For older adults, one widely used tool is the Hearing Handicap Inventory for the Elderly, Screening Version (HHIE-S). It’s a 10-question survey that asks about social and emotional situations where hearing difficulty might show up. An interviewer reads the questions aloud, and the whole thing takes five to ten minutes. Studies have found it to be a simple, inexpensive, and accurate way to flag hearing loss in primary care settings, even without any equipment.

Your doctor may also use a quick tone test during an annual physical or ask targeted questions about whether you’ve been turning up the TV, struggling in noisy restaurants, or asking people to repeat themselves. These informal checks serve the same screening purpose: identifying who needs a closer look.

What a “Refer” Result Means

A screening result is either “pass” or “refer” (sometimes labeled “fail”). A refer result is not a diagnosis. It means the screening picked up something that warrants further testing. For newborns, many babies who are referred on their first screening pass on a rescreen or turn out to have temporary issues like fluid in the middle ear.

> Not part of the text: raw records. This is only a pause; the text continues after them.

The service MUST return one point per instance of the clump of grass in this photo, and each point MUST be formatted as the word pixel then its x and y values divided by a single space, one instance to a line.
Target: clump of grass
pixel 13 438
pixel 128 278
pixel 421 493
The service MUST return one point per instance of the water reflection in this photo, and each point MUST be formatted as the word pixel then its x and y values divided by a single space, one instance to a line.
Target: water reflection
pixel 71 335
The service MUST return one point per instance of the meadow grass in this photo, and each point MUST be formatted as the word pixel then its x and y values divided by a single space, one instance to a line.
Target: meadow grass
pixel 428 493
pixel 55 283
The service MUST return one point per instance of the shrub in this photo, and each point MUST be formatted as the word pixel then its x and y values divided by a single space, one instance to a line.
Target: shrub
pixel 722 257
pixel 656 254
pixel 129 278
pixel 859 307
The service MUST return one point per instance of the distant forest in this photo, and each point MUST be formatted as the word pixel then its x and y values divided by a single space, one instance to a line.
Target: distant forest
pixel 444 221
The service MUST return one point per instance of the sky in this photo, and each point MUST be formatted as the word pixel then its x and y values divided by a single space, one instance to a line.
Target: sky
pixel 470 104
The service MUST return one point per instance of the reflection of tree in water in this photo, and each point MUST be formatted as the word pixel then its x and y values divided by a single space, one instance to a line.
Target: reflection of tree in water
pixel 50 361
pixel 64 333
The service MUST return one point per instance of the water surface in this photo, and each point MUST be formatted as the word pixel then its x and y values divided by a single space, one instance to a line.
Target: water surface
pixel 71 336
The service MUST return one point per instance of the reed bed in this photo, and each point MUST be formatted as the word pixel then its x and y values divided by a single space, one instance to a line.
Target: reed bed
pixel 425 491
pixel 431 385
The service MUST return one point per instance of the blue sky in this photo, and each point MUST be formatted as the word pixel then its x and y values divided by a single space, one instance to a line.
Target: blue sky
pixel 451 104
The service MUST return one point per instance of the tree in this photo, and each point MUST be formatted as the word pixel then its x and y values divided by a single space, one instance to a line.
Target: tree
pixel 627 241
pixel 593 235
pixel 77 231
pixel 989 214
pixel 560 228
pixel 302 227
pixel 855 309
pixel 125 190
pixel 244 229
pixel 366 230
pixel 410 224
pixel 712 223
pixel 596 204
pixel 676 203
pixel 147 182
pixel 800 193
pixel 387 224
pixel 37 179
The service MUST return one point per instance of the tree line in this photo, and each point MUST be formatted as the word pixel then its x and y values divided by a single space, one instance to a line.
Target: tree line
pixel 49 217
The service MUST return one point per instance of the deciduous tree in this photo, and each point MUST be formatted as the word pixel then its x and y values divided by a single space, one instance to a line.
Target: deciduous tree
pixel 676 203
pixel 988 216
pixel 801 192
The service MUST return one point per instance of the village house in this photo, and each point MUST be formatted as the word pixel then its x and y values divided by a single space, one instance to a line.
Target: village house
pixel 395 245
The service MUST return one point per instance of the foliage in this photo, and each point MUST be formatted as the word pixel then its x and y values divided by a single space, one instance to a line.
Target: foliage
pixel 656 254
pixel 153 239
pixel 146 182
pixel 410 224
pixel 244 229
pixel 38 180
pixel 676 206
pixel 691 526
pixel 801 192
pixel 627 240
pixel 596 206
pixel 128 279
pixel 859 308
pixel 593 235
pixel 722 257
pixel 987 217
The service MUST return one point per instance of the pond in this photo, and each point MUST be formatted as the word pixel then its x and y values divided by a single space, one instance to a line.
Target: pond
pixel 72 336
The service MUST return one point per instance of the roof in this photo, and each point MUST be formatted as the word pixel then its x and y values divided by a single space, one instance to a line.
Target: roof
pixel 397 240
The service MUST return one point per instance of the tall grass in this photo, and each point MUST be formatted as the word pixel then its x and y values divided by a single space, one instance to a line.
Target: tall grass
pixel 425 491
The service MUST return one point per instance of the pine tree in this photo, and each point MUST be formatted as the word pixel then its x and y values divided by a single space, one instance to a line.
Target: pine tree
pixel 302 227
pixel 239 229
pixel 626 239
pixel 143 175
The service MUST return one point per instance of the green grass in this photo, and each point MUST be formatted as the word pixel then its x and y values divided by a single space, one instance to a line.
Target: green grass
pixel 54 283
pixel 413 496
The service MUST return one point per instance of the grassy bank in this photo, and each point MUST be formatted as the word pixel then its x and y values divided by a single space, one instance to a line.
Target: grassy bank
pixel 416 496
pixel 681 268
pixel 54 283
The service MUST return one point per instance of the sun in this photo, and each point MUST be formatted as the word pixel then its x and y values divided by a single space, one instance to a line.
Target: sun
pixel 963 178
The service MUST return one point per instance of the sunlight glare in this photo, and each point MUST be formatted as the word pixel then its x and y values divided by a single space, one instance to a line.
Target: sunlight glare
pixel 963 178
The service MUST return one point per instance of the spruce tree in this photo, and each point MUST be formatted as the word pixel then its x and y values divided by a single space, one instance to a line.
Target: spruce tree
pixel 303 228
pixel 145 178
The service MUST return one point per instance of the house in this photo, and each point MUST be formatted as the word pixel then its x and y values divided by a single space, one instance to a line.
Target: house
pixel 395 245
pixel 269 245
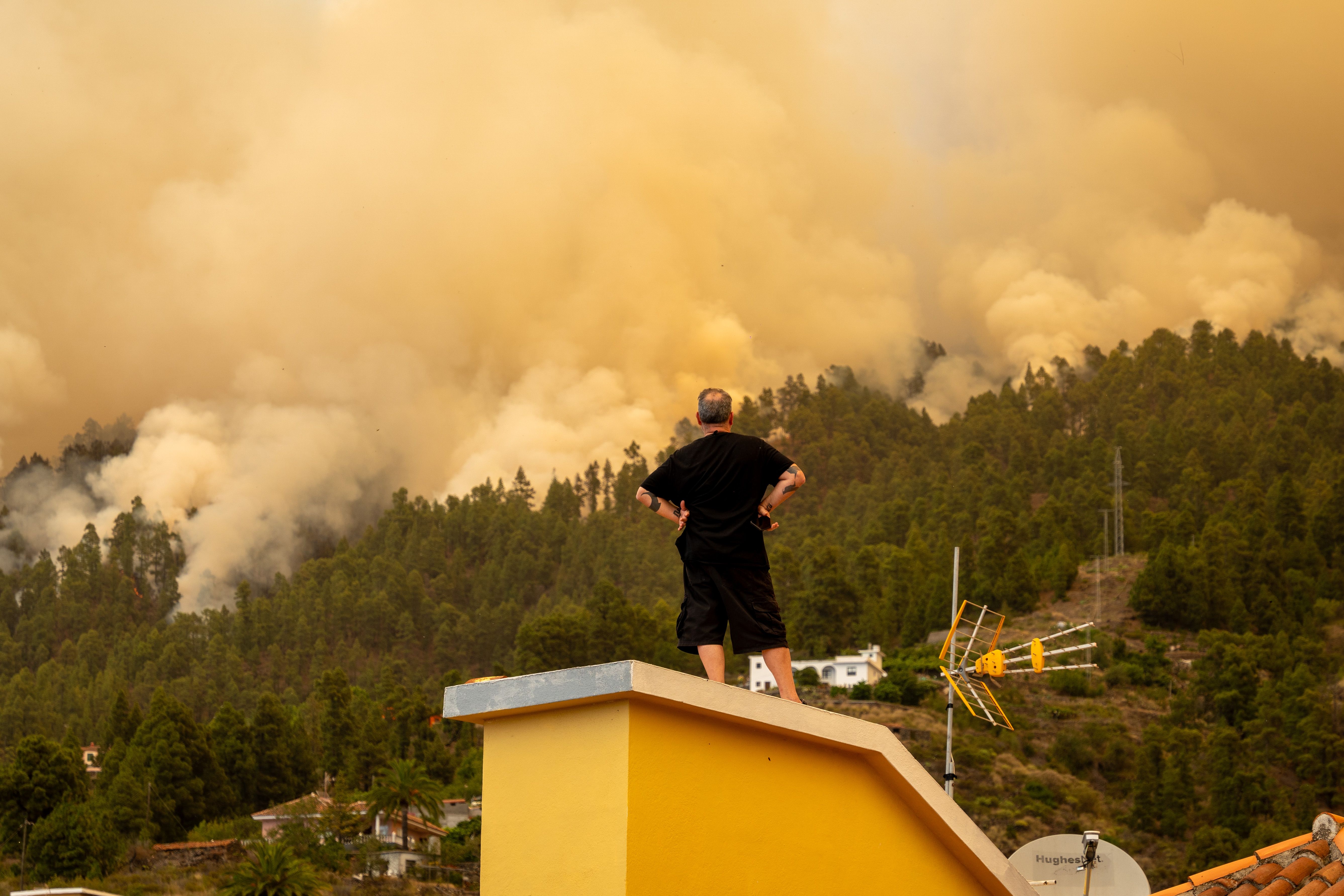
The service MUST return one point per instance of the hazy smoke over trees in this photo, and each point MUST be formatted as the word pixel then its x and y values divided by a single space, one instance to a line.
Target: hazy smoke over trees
pixel 319 249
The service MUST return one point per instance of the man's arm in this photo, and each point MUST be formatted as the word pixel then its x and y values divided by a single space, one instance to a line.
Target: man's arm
pixel 789 482
pixel 663 507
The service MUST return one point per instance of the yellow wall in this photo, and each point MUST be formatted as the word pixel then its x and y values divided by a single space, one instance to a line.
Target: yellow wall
pixel 556 789
pixel 722 808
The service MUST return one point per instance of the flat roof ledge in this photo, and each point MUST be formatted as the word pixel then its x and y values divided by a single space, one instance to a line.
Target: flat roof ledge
pixel 632 680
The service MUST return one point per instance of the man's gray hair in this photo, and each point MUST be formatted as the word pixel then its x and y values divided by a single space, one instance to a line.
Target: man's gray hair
pixel 715 406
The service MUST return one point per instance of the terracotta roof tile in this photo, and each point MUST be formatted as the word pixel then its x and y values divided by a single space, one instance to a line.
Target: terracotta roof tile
pixel 1284 847
pixel 1302 867
pixel 1264 874
pixel 1307 866
pixel 1214 874
pixel 1332 872
pixel 1319 848
pixel 1175 891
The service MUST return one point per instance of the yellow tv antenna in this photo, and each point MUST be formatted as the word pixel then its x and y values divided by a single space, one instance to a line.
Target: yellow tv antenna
pixel 975 660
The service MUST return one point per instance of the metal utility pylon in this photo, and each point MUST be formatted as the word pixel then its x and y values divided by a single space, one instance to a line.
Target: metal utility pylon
pixel 1120 507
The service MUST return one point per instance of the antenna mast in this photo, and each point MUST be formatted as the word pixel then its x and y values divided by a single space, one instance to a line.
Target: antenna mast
pixel 949 773
pixel 1120 506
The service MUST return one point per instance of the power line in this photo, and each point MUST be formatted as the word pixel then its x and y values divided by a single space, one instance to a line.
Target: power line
pixel 1119 512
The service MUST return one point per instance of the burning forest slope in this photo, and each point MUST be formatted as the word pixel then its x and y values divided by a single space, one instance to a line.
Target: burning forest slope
pixel 1234 514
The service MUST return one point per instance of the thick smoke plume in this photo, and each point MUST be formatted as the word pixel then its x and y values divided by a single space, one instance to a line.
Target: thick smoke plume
pixel 322 249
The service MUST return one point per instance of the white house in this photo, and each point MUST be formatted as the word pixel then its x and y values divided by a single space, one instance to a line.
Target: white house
pixel 843 672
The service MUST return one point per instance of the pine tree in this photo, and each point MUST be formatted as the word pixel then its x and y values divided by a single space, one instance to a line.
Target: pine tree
pixel 338 723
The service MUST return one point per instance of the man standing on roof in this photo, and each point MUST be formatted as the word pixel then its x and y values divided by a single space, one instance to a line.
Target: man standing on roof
pixel 717 482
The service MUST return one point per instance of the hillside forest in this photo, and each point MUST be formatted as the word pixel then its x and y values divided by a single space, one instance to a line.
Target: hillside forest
pixel 1234 494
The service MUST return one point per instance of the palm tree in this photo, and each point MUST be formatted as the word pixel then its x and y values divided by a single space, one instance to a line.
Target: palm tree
pixel 272 871
pixel 402 786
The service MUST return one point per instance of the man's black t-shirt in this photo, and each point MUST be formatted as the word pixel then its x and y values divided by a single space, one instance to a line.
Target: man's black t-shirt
pixel 722 479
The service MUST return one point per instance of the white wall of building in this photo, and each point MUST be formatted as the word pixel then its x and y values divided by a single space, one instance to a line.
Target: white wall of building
pixel 843 672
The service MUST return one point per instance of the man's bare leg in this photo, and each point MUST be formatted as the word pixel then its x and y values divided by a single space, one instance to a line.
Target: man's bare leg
pixel 711 655
pixel 777 662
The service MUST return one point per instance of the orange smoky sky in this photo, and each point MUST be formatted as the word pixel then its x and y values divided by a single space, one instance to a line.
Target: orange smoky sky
pixel 318 250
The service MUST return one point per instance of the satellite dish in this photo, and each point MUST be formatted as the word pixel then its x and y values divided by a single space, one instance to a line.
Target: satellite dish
pixel 1057 858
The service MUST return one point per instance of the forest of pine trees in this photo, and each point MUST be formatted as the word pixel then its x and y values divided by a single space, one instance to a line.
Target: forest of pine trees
pixel 1233 455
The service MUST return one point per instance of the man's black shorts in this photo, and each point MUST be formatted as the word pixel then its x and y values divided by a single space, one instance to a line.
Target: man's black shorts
pixel 722 596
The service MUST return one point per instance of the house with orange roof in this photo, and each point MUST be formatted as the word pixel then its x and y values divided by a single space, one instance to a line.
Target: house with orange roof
pixel 1310 864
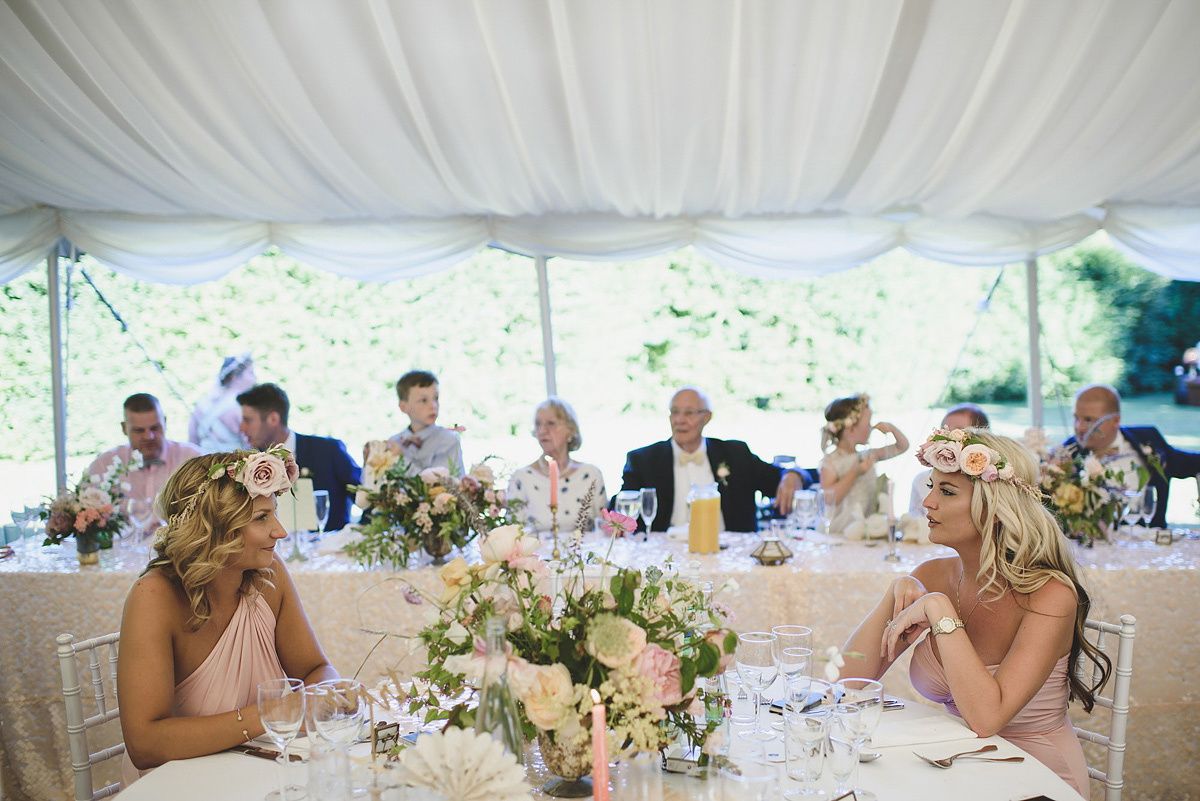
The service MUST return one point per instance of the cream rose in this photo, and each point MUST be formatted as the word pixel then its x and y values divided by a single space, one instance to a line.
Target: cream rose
pixel 941 455
pixel 264 474
pixel 546 691
pixel 94 498
pixel 973 459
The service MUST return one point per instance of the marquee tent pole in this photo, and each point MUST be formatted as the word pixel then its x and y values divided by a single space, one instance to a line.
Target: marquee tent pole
pixel 547 335
pixel 1035 383
pixel 58 386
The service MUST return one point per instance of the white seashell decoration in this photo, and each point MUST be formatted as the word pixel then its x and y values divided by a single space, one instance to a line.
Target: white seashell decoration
pixel 465 766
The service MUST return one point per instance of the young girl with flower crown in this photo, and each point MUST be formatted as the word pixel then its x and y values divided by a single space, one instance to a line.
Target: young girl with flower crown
pixel 214 614
pixel 846 469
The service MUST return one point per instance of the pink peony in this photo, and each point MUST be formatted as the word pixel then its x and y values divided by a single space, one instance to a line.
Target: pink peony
pixel 940 455
pixel 976 458
pixel 661 667
pixel 264 474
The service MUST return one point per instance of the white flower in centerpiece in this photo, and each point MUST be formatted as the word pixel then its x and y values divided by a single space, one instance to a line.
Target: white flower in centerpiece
pixel 466 766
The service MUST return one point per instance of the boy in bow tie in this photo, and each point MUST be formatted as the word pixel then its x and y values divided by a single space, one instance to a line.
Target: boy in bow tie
pixel 425 444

If you or your child receives a refer result, the next step is a diagnostic audiologic evaluation with an audiologist. This takes place in a soundproof booth and involves a more detailed set of tests that can identify the specific type and severity of any hearing loss. For newborns, the goal is to complete this evaluation by three months of age so that intervention can begin by six months if needed.

Insurance Coverage for Screening

Newborn hearing screening is covered under most insurance plans as part of routine newborn care. School-based screenings are typically provided at no cost through the school system. For adults, coverage depends on the situation. Medicare Part B covers diagnostic hearing and balance exams when ordered by a healthcare provider, and allows one visit to an audiologist every 12 months without a referral for non-acute hearing conditions. However, Original Medicare does not cover routine hearing screenings that aren’t tied to a medical concern, and it does not cover hearing aids or hearing aid fitting exams.

Private insurance policies vary. Many cover a hearing screening as part of a preventive visit, but it’s worth checking your specific plan before scheduling a standalone appointment.